As Assad creeps ever-closer to the edge, the Obama administration is making contingency plans should the Syrian regime fall. The NY Times lists some of the concerns keeping American policy makers awake at night:
A huge worry, administration officials said, is that in desperation Mr. Assad would use chemical weapons to try to quell the uprising.[…]The Obama administration must also worry about Mr. Assad’s arsenal, including chemical weapons, falling into other hands, including those of Al Qaeda. . . .[…]Beyond trying to stop the Assad government from using unconventional weapons, the United States must also work to make sure that the Alawite minority, ascendant under Mr. Assad and largely loyal to him, is not massacred once its protector is gone.
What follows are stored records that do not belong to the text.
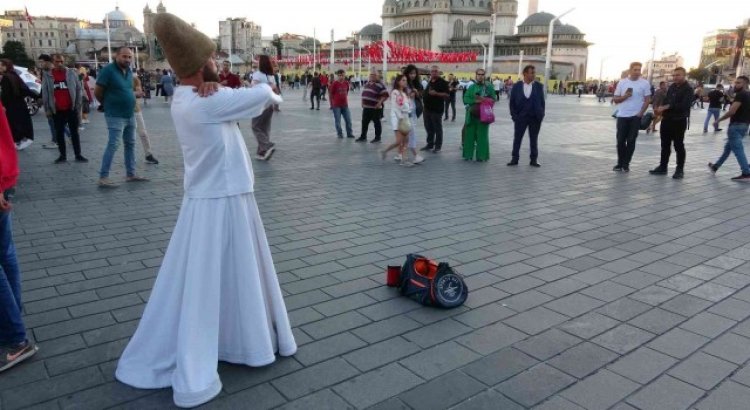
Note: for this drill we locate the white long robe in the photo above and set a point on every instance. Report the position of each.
(216, 297)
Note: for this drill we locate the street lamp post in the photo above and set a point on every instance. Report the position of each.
(548, 63)
(484, 56)
(386, 49)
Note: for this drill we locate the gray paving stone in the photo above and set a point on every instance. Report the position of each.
(731, 347)
(708, 324)
(442, 392)
(491, 338)
(654, 295)
(657, 321)
(678, 343)
(313, 378)
(42, 391)
(526, 300)
(378, 385)
(536, 320)
(582, 360)
(438, 360)
(324, 399)
(589, 325)
(703, 371)
(623, 338)
(486, 400)
(336, 324)
(600, 391)
(666, 393)
(484, 315)
(436, 333)
(686, 305)
(500, 366)
(325, 349)
(729, 396)
(545, 345)
(558, 403)
(535, 385)
(574, 305)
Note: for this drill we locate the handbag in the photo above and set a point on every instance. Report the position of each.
(486, 115)
(404, 126)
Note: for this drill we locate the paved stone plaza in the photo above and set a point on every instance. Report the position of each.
(589, 289)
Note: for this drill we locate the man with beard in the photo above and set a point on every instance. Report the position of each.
(216, 297)
(675, 113)
(739, 114)
(114, 89)
(62, 94)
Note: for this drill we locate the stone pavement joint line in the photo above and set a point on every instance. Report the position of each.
(589, 289)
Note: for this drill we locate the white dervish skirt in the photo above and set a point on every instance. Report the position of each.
(216, 298)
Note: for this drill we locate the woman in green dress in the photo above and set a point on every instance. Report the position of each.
(476, 135)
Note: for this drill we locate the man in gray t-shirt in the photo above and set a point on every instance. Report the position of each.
(633, 96)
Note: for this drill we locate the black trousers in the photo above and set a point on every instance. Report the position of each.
(374, 115)
(314, 95)
(519, 130)
(69, 118)
(673, 133)
(450, 103)
(433, 124)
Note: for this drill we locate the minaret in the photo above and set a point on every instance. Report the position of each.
(507, 13)
(533, 7)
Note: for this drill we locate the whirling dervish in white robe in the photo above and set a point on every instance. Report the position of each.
(216, 296)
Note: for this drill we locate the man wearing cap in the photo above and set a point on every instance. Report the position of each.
(216, 297)
(339, 91)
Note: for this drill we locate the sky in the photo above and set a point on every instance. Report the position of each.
(621, 31)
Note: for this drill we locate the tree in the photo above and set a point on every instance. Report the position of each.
(15, 51)
(698, 74)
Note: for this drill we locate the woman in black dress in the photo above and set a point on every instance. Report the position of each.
(13, 93)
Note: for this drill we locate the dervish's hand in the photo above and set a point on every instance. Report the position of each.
(207, 89)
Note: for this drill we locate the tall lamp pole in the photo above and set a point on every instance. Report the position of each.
(386, 49)
(548, 63)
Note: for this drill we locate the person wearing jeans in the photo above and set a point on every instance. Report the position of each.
(715, 102)
(14, 346)
(676, 116)
(115, 89)
(633, 96)
(435, 95)
(739, 124)
(339, 93)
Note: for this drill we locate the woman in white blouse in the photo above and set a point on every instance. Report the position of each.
(400, 108)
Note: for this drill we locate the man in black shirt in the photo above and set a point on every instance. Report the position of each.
(676, 114)
(434, 98)
(317, 86)
(739, 123)
(451, 102)
(715, 100)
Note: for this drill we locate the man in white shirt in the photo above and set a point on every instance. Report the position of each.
(633, 95)
(216, 297)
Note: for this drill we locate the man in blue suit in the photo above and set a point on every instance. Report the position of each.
(527, 107)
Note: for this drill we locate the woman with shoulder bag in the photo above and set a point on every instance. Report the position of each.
(401, 105)
(262, 123)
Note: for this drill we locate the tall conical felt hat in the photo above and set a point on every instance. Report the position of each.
(186, 48)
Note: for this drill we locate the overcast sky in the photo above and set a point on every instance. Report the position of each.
(620, 30)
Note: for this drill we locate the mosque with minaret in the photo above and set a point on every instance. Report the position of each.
(465, 25)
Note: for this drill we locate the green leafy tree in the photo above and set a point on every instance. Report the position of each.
(15, 51)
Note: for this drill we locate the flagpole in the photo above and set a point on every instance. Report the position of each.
(109, 44)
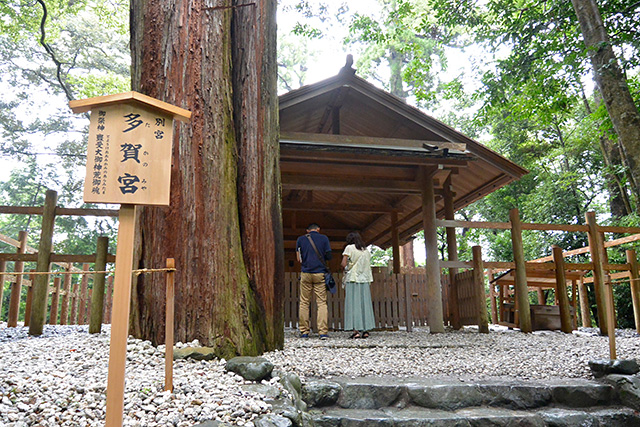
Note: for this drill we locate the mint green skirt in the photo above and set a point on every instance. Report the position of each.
(358, 309)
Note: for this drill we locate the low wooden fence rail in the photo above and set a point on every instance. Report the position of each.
(398, 300)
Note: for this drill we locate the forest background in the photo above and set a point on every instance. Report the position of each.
(514, 75)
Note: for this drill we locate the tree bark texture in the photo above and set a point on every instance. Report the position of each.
(611, 83)
(224, 225)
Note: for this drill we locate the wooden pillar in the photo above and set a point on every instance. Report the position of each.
(3, 268)
(97, 297)
(522, 291)
(561, 291)
(41, 284)
(574, 302)
(28, 304)
(395, 242)
(585, 312)
(452, 255)
(493, 295)
(109, 302)
(66, 289)
(120, 317)
(168, 347)
(16, 287)
(73, 289)
(635, 286)
(82, 309)
(478, 278)
(408, 279)
(55, 298)
(432, 267)
(595, 248)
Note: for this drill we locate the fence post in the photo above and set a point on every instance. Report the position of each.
(82, 309)
(478, 279)
(109, 302)
(635, 286)
(27, 306)
(561, 291)
(585, 311)
(66, 289)
(97, 296)
(522, 290)
(73, 289)
(598, 272)
(55, 298)
(40, 290)
(493, 296)
(168, 347)
(3, 266)
(16, 287)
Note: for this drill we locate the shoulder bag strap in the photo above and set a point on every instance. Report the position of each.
(315, 248)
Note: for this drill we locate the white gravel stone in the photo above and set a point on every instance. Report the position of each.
(62, 380)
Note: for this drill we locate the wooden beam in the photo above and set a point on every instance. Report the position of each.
(335, 207)
(361, 185)
(368, 142)
(289, 152)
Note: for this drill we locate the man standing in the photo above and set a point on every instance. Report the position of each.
(312, 278)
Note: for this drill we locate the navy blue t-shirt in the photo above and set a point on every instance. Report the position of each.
(310, 261)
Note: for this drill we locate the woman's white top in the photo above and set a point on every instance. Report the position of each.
(359, 265)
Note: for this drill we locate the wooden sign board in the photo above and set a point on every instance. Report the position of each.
(129, 155)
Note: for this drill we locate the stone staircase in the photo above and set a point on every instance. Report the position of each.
(429, 402)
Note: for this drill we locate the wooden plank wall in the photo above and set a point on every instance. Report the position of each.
(387, 296)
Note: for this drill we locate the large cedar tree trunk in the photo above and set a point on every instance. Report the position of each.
(611, 83)
(224, 226)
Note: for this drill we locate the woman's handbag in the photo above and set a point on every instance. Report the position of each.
(329, 282)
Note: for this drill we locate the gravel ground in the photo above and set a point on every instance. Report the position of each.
(60, 378)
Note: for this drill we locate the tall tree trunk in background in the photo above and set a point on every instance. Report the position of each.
(611, 83)
(224, 225)
(619, 203)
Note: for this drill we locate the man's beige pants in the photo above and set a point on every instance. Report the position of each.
(313, 282)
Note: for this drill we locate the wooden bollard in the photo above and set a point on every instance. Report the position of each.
(73, 302)
(97, 296)
(3, 266)
(82, 309)
(561, 291)
(109, 307)
(168, 351)
(523, 309)
(27, 306)
(16, 286)
(635, 286)
(41, 284)
(66, 288)
(55, 297)
(478, 279)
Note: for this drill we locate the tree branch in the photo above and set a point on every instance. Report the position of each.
(51, 53)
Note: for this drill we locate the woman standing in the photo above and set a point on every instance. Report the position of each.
(358, 309)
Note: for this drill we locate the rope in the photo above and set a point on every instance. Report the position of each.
(53, 273)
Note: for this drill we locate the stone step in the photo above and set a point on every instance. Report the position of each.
(476, 416)
(450, 395)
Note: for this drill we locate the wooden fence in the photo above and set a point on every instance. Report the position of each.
(389, 294)
(69, 300)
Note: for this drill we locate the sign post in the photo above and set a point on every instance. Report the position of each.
(128, 162)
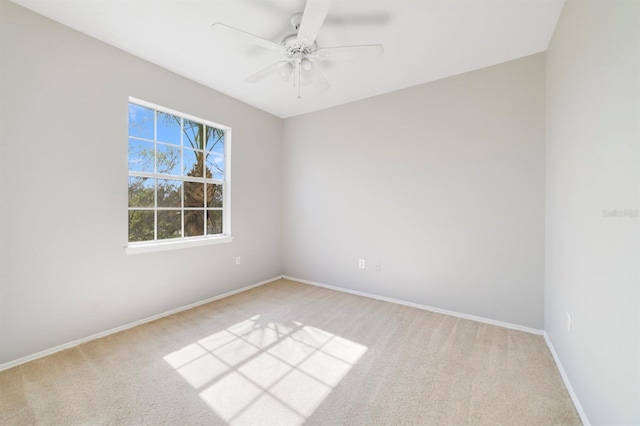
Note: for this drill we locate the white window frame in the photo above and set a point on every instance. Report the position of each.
(184, 242)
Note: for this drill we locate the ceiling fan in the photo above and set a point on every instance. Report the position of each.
(300, 49)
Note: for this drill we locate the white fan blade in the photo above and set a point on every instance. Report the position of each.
(261, 75)
(247, 37)
(314, 14)
(370, 51)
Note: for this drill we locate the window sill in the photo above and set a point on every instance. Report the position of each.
(175, 245)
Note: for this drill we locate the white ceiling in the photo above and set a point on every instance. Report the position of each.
(424, 40)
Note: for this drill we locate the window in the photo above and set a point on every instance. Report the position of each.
(178, 177)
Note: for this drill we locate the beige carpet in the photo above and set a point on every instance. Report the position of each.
(289, 353)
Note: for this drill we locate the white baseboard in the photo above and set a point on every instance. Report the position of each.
(77, 342)
(567, 383)
(423, 307)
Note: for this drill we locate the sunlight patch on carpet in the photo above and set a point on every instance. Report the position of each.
(266, 372)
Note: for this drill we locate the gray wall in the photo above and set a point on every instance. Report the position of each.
(442, 183)
(593, 164)
(64, 273)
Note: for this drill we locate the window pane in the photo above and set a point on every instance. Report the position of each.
(168, 128)
(141, 156)
(215, 165)
(169, 224)
(192, 163)
(215, 140)
(193, 223)
(193, 194)
(214, 195)
(214, 222)
(140, 225)
(141, 191)
(193, 134)
(140, 122)
(168, 159)
(169, 193)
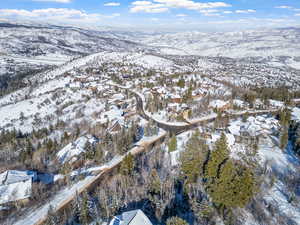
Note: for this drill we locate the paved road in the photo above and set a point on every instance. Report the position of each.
(179, 128)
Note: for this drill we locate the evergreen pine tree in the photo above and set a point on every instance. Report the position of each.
(217, 157)
(172, 146)
(127, 165)
(193, 158)
(176, 221)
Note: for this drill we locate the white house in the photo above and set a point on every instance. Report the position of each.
(134, 217)
(15, 185)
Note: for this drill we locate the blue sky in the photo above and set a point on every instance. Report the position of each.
(157, 14)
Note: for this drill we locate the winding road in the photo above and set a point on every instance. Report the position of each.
(37, 216)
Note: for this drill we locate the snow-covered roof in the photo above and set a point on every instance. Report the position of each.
(253, 126)
(296, 114)
(15, 185)
(217, 103)
(134, 217)
(15, 191)
(15, 176)
(73, 149)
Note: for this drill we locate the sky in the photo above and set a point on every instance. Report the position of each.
(156, 15)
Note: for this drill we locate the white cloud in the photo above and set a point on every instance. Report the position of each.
(284, 7)
(60, 1)
(245, 11)
(148, 7)
(156, 6)
(112, 4)
(56, 15)
(142, 3)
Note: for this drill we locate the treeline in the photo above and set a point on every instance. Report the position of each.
(283, 94)
(206, 185)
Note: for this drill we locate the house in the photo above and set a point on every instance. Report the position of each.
(134, 217)
(219, 105)
(186, 111)
(71, 152)
(16, 185)
(116, 127)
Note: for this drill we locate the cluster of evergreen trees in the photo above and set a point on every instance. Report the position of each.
(229, 183)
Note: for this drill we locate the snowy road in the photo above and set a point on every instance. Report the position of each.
(65, 196)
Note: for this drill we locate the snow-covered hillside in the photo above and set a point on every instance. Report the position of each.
(256, 43)
(24, 47)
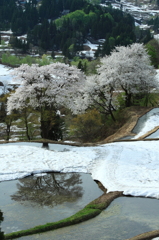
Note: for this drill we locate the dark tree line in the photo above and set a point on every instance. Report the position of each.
(48, 28)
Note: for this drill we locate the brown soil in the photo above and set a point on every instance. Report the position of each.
(133, 114)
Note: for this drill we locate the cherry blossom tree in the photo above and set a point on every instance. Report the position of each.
(45, 88)
(127, 70)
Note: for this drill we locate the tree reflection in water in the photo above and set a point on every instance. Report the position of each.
(50, 189)
(1, 219)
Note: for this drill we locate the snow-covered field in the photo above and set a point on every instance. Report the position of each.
(132, 167)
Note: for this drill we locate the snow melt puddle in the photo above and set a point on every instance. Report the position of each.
(37, 200)
(126, 217)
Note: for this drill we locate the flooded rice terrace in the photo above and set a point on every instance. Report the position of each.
(124, 218)
(36, 200)
(50, 197)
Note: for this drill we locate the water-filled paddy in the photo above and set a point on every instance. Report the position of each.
(124, 218)
(37, 200)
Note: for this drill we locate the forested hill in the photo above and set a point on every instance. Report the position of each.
(49, 27)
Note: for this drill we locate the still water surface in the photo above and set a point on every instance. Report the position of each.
(37, 200)
(124, 218)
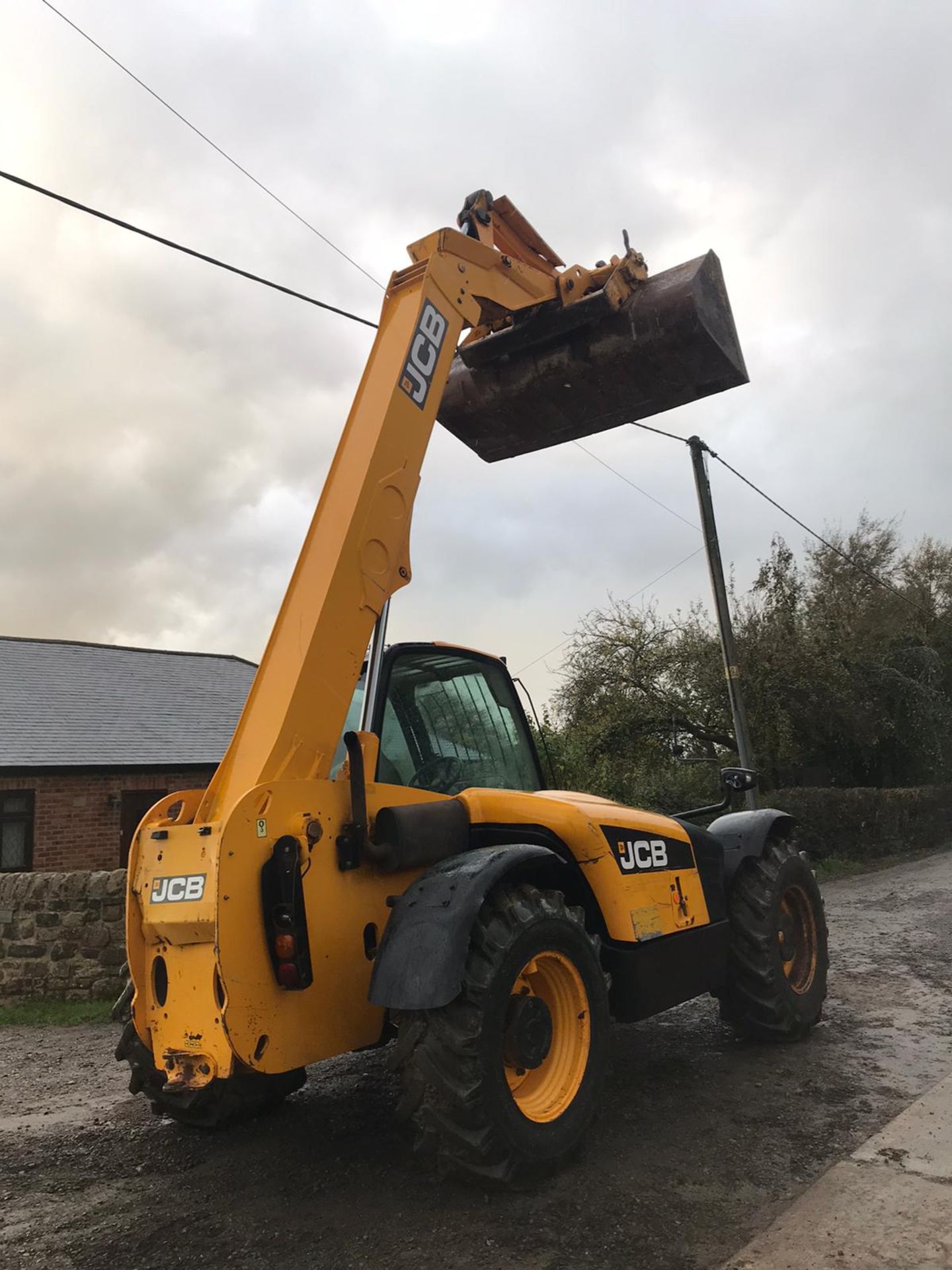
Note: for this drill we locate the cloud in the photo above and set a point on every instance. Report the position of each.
(167, 429)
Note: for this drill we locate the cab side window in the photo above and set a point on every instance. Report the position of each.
(452, 722)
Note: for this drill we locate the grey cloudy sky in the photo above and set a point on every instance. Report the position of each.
(167, 429)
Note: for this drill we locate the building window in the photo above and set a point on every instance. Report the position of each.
(16, 831)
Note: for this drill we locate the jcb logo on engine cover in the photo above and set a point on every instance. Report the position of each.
(634, 854)
(424, 353)
(173, 890)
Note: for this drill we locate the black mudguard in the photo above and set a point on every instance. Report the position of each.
(422, 955)
(746, 833)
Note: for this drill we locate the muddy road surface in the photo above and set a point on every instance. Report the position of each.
(702, 1141)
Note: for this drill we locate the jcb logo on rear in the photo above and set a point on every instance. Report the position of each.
(643, 855)
(636, 855)
(173, 890)
(424, 353)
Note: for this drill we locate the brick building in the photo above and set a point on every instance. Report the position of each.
(92, 734)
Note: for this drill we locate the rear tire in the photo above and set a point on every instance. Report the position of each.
(221, 1103)
(476, 1108)
(778, 949)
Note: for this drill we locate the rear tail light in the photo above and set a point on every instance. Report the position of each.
(288, 976)
(285, 916)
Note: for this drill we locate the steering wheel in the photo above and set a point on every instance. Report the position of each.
(437, 775)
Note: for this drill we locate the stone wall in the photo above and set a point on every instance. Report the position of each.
(63, 935)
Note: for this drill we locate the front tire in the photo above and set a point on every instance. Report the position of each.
(504, 1081)
(778, 949)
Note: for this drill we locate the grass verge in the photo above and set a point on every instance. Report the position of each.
(833, 868)
(45, 1011)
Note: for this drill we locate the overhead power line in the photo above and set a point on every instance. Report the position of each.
(212, 144)
(186, 251)
(830, 546)
(644, 492)
(627, 600)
Add to that the possibility that things will continue on as they have been, with the Assad regime holding on and the conflict intensifying without Assad resorting to unconventional weapons, and you see that there really are few rosy scenarios for the administration to work toward. Lebanon, for example, is a smaller country whose problems are similar to Syria’s (though less intense). But U.S. presidents like Eisenhower and Reagan have never had any success using troops to stabilize it.There are times in foreign policy when none of your choices are pretty, and the best you can do is hope that good luck will keep you from having to do something that you don’t like. So let’s wish Washington’s planners well, and hope for the good luck they (and the suffering people of Syria) need so very much.